Die Firma fährt gegenüber den Fansubbern eine zweigleisige Politik: Zum einen werben sie Mitarbeiter dieser Gruppen an und bieten ihn an, "legal" und professionell mit dem zu werden, was sie momentan "unter der Hand" betreiben. Gleichzeitig macht Crunchyroll insbesondere seit dem Einstieg der Chernin-Gruppe keinen Hehl daraus, dass die den Markt dominieren wollen und nun, da sie die Lizenzen unter sich vereinen, auch den Rechtsweg gegen Fansubber nicht scheuen müssten. Da Crunchyroll Deutschland ein rechtskräftiger Körper ist, der hier Lizenzen an allen aktuellen Animes hält, müssen also auch deutsche Fansubber damit rechnen, dass Crunchyroll bei ihnen klopfen könnte.

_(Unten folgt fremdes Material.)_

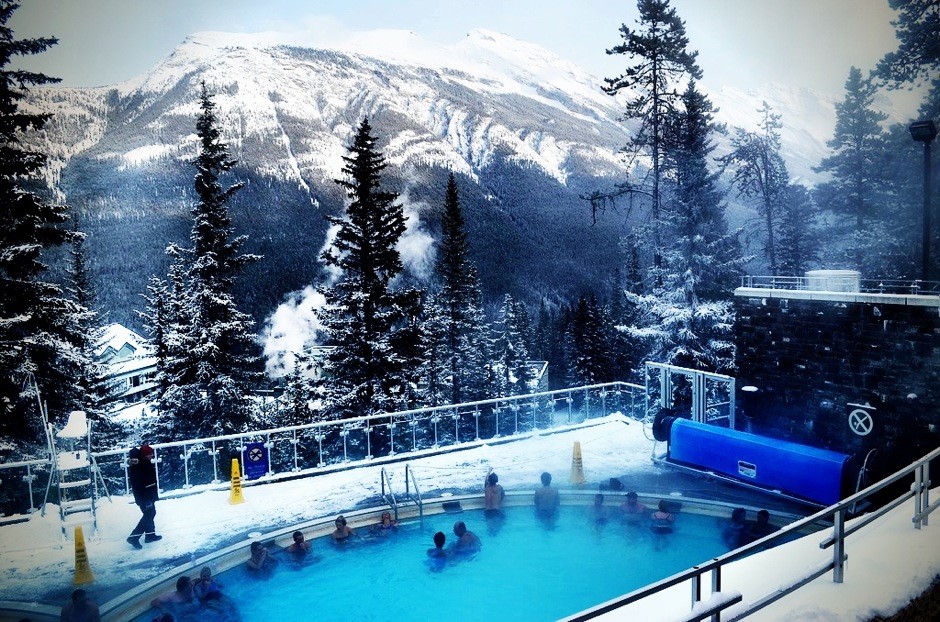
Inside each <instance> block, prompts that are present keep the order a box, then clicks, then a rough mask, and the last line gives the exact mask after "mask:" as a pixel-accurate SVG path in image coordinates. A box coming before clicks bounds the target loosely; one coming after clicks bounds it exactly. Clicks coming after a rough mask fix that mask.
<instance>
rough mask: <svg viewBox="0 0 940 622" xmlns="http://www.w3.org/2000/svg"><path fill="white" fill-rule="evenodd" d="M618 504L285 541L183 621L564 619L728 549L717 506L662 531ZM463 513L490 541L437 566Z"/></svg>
mask: <svg viewBox="0 0 940 622" xmlns="http://www.w3.org/2000/svg"><path fill="white" fill-rule="evenodd" d="M609 510H610V514H611V518H610V519H609V520H608V521H607V522H606V523H601V524H598V523H596V522H595V521H594V519H593V517H592V515H591V512H590V509H589V508H584V507H563V508H561V511H560V515H559V517H558V519H557V521H555V523H554V524H553V525H546V524H544V523H543V522H541V521H540V520H539V519H537V518H536V517H535V515H534V512H533V511H532V509H531V508H510V509H508V510H506V513H505V517H504V518H503V519H487V518H485V517H484V516H483V512H482V511H466V512H461V513H457V514H439V515H434V516H429V517H426V518H425V519H424V521H423V523H421V522H417V521H415V522H411V523H407V524H403V525H402V526H400V527H399V528H398V529H396V530H393V531H392V532H391V533H379V532H377V531H373V530H371V529H370V528H368V527H358V528H357V529H356V532H357V535H356V536H355V537H354V538H353V539H352V540H351V541H350V542H347V543H342V544H336V543H334V542H332V541H330V540H328V539H324V538H320V539H316V540H314V541H313V550H312V554H311V555H310V556H309V559H308V560H307V561H306V562H305V563H301V564H297V563H295V562H294V561H293V560H291V559H289V558H288V556H287V554H286V553H285V552H283V551H279V552H277V553H276V554H275V557H276V558H278V559H279V564H278V565H277V568H276V569H275V571H274V572H273V573H271V574H270V576H268V577H259V576H256V575H254V574H252V573H249V572H248V571H247V570H246V569H245V567H244V566H243V565H242V566H238V567H236V568H233V569H232V570H229V571H227V572H224V573H221V574H220V575H219V576H218V579H219V580H220V581H221V582H222V584H223V592H224V594H225V598H223V599H222V600H221V601H215V602H211V603H208V604H204V605H188V606H184V607H183V608H182V609H179V610H177V611H174V612H173V613H174V615H175V620H176V621H177V622H185V621H187V620H191V621H194V622H195V621H198V622H212V621H214V620H244V621H245V622H267V621H282V620H292V621H296V622H300V621H302V620H317V621H318V622H331V621H337V622H338V621H340V620H346V621H357V622H358V621H370V620H375V621H379V620H381V621H387V620H434V619H443V620H448V621H449V622H463V621H467V622H471V621H479V620H512V621H513V622H526V621H529V620H531V621H544V620H555V619H557V618H560V617H564V616H567V615H571V614H573V613H576V612H578V611H580V610H582V609H586V608H588V607H591V606H593V605H596V604H598V603H601V602H603V601H606V600H609V599H611V598H614V597H617V596H619V595H621V594H624V593H626V592H630V591H632V590H634V589H636V588H639V587H642V586H644V585H647V584H649V583H652V582H654V581H657V580H659V579H662V578H664V577H667V576H669V575H671V574H674V573H676V572H679V571H681V570H684V569H686V568H689V567H691V566H693V565H695V564H697V563H699V562H702V561H705V560H707V559H711V558H712V557H715V556H717V555H719V554H721V553H724V552H726V551H727V547H726V546H725V545H724V543H723V542H722V539H721V525H720V523H719V521H717V520H716V518H715V517H713V516H704V515H698V514H691V513H690V514H682V513H680V514H678V515H677V518H676V521H675V526H674V532H673V533H671V534H667V535H658V534H654V533H652V532H651V531H650V530H649V528H648V526H647V525H646V524H645V523H642V524H629V523H624V522H622V521H621V520H620V517H619V514H618V513H617V510H616V508H609ZM458 520H462V521H464V522H465V523H466V525H467V527H468V528H469V529H470V530H471V531H473V532H474V533H476V534H477V536H479V538H480V540H481V541H482V549H481V550H480V551H479V552H478V553H476V554H475V555H473V556H469V557H467V556H451V557H449V558H448V559H447V561H446V562H445V564H444V565H443V566H442V567H439V568H437V567H434V566H433V565H432V564H429V562H428V558H427V555H426V551H427V549H428V548H430V547H432V546H433V542H432V536H433V534H434V532H436V531H443V532H444V533H445V534H447V539H448V544H450V543H452V542H453V541H455V540H456V536H454V535H453V526H454V522H455V521H458ZM272 548H273V547H272ZM246 559H247V552H246ZM157 614H158V612H156V611H150V612H148V613H147V614H146V615H144V616H141V617H140V618H139V620H147V621H149V620H151V619H152V618H153V617H154V616H156V615H157Z"/></svg>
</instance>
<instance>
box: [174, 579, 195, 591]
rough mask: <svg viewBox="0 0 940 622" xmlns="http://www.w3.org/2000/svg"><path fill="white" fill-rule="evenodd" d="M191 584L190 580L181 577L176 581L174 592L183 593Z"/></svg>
mask: <svg viewBox="0 0 940 622" xmlns="http://www.w3.org/2000/svg"><path fill="white" fill-rule="evenodd" d="M191 584H192V581H191V580H190V578H189V577H187V576H186V575H183V576H182V577H180V578H179V579H177V580H176V591H177V592H184V591H186V588H188V587H189V586H190V585H191Z"/></svg>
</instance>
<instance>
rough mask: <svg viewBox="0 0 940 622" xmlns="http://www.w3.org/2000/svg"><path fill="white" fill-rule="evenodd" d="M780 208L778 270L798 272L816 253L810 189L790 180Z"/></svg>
mask: <svg viewBox="0 0 940 622" xmlns="http://www.w3.org/2000/svg"><path fill="white" fill-rule="evenodd" d="M780 208H781V209H780V241H779V258H780V270H781V271H782V272H783V273H784V274H793V275H801V274H803V273H805V272H806V271H807V270H808V269H809V268H810V267H811V264H812V263H813V262H814V261H815V260H816V259H818V256H819V246H820V240H819V232H818V231H817V230H816V228H815V222H816V204H815V203H814V202H813V197H812V195H811V194H810V192H809V190H807V189H806V188H804V187H803V186H800V185H799V184H790V185H789V186H787V188H786V190H785V191H784V195H783V200H782V201H781V203H780Z"/></svg>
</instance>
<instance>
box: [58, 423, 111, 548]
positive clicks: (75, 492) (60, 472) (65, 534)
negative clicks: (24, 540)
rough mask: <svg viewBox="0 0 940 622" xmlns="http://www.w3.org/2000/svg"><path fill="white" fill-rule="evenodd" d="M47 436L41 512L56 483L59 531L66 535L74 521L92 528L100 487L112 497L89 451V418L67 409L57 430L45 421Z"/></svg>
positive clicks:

Mit einem Jobangebot...oder dem Anwalt.
Die zweite Gruppe ist es jedoch, über die ich hier mehr sprechen möchte: Die Verleihe von Hardcopies im Anime-Segment. Da Crunchyroll mit vergleichsweise unverschämt günstigen Preisen ein riesiges Angebot bietet, sorgen sich Firmen hier und anderswo darum, dass ihnen die Verkäufe wegbrechen könnten. Das könnte zur Folge haben, dass die Preise für einzelne DVDs oder Blu-Rays noch weiter steigen - ein Trend, der sich in den USA bereits andeutet. Einige in Deutschland aktive Verleihe, wie Kaze, haben sich bereits daran gesetzt, hauseigene Video on Demand-Angebote aufzubauen, um sich einen Teil vom Kuchen (und wohl auch zukünftige Daseinsberechtigung) zu sichern - äußern sich aber dennoch sorgenvoll über ihren Hauptmarkt mit Retail-Verkäufen.
Was ich nun also von euch wissen möchte:
Für uns als Fans uns Konsumenten stellt sich also eine spannende Frage: Ist es wirklich eine wünschenswerte Zukunft, vornehmlich digital auf Animes zurückgreifen zu können? Sind wir bereit, dafür im Gegenzug noch höhere Preise für physische Kopien in Kauf zu nehmen? Rechnet es sich für den einzelnen überhaupt, auf Crunchyrolls Palette zuzugreifen?
Man kann sogar in einem größeren Bezug fragen, inwiefern es geheuer ist, wenn sich eine einzelne Firma anschickt, den kompletten Season-Markt allein zu kontrollieren. Das mag manch einem nach Monopol stinken.
Für mich selber ist das eine spannende Angelegenheit. Nach der VHS, der DVD und der Blu Ray steht der Anime nun wieder an einer spannenden technischen Schwelle, die wegweisend für die Zukunft des Mediums sein wird.
Ich blicke der Sache mit gemischten Gefühlen entgegen und kann in Zügen beide Seiten nachvollziehen. Aber meine Meinung kann erstmal warten.
Jetzt bin ich nämlich auf eure Reaktionen gespannt!